Overwhelmed by unstructured data and outdated tools, 42% of companies rely on fuel-based estimates, and 26% use Excel spreadsheets for tracking.
The uptake of advanced digital tools has stalled, with only 7% of companies integrating AI into fleet management, and just more than 3% using it specifically for emissions reporting.
Alphabet said this reliance on manual systems hampers meaningful insights and responsiveness to regulatory pressures.
Fleet sustainability efforts lack clear direction, with 43% of companies having no CO₂ targets and about a third not monitoring emissions at all, the report revealed.
The CSRD has had a limited impact, with just more than 8% of companies reporting an effect on fleet planning.
Despite this, structural progress is evident, as over one-third of companies now have dedicated sustainability departments, and another 12% plan to establish one.
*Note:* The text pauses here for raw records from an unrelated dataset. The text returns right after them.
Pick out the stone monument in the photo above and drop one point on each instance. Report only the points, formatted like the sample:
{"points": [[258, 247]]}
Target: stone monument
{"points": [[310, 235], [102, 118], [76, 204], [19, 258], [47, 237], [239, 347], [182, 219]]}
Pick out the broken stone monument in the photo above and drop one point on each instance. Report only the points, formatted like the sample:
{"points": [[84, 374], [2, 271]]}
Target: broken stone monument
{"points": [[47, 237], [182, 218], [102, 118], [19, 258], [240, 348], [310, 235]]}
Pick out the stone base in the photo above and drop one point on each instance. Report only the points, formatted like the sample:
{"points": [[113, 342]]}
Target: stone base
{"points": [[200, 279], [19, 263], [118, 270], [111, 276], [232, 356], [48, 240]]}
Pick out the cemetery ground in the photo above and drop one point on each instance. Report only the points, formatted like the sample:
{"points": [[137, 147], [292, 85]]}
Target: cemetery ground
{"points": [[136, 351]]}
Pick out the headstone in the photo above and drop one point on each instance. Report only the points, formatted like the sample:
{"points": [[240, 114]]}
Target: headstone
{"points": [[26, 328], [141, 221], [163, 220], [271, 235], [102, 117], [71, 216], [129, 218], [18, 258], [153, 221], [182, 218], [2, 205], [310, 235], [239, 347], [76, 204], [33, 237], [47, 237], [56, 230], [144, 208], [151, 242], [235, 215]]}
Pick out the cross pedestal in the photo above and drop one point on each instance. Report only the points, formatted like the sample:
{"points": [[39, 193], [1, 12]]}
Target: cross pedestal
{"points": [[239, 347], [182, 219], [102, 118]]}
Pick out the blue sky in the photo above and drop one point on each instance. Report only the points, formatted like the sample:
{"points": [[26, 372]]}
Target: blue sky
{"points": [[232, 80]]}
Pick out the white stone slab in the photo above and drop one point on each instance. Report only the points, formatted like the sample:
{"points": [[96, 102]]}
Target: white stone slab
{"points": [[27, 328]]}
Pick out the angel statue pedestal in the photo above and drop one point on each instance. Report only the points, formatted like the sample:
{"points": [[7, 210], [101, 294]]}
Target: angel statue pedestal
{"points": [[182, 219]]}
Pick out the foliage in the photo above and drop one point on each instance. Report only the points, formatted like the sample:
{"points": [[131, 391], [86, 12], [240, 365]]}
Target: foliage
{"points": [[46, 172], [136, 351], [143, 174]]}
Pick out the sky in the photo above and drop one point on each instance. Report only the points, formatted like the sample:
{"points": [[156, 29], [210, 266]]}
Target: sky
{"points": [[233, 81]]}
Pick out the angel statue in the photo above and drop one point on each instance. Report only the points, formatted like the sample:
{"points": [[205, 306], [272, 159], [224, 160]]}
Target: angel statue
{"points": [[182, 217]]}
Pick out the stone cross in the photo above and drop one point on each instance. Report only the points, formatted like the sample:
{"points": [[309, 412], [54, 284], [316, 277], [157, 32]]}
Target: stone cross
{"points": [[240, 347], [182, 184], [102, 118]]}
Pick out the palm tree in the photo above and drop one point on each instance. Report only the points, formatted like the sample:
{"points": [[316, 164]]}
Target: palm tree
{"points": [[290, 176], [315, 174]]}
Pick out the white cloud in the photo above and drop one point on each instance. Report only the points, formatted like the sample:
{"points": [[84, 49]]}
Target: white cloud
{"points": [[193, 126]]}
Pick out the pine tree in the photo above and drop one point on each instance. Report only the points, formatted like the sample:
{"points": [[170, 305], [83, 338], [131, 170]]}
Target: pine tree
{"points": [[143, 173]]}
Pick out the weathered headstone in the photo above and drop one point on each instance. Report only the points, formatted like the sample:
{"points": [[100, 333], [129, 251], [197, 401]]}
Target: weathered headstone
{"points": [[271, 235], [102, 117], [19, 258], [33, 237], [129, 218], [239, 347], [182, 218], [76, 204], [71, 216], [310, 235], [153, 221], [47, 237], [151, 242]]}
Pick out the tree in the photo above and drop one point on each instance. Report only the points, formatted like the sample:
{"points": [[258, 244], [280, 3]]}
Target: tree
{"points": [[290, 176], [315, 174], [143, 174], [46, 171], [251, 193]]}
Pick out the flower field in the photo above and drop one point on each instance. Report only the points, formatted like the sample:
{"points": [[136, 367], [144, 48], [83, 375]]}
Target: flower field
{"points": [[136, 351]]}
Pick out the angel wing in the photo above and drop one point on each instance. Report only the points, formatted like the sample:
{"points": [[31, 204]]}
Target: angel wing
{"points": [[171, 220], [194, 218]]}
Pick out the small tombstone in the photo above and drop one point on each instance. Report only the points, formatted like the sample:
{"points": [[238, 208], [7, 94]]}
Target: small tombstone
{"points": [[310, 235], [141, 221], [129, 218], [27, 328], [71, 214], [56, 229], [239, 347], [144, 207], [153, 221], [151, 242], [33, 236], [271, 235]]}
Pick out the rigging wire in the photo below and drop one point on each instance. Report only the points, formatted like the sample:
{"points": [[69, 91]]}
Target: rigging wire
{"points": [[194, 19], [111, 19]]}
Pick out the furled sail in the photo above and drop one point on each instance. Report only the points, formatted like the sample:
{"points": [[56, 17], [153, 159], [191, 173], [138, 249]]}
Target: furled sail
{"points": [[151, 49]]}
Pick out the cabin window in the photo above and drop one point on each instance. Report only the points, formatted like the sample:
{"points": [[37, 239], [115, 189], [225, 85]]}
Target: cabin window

These steps may lead to more consistent action in the future. However, the gap between awareness and execution remains critical.
Lacking clear goals and effective oversight, businesses face increased expenses, lost opportunities for incentives, and reduced competitiveness in a progressively regulated environment.
Despite a focus on electric vehicle adoption, 43% of fleet managers feel under-informed about e-mobility developments. This knowledge gap hinders electrification and diminishes the impact of incentives.
More than 25% of companies lack awareness of financial support schemes, and less than one-third fully understand the benefits available to them.
This gap between policy and execution underscores the need for improved guidance and more cohesive industry support.
Alphabet International CEO Jesper Lyndberg said: “This year’s survey uncovers both the progress and the pitfalls of sustainability. While the ambition to drive change across is evident across Europe, the real challenge remains the execution.
“Companies that invest in electrification, integrated data systems and sustainability now will be better positioned to avoid rising costs and adapt to tightening regulations in the future. This way, they can reap the full benefits of operational savings, incentives and strategic resilience: Those who delay will pay. Those who act will lead.”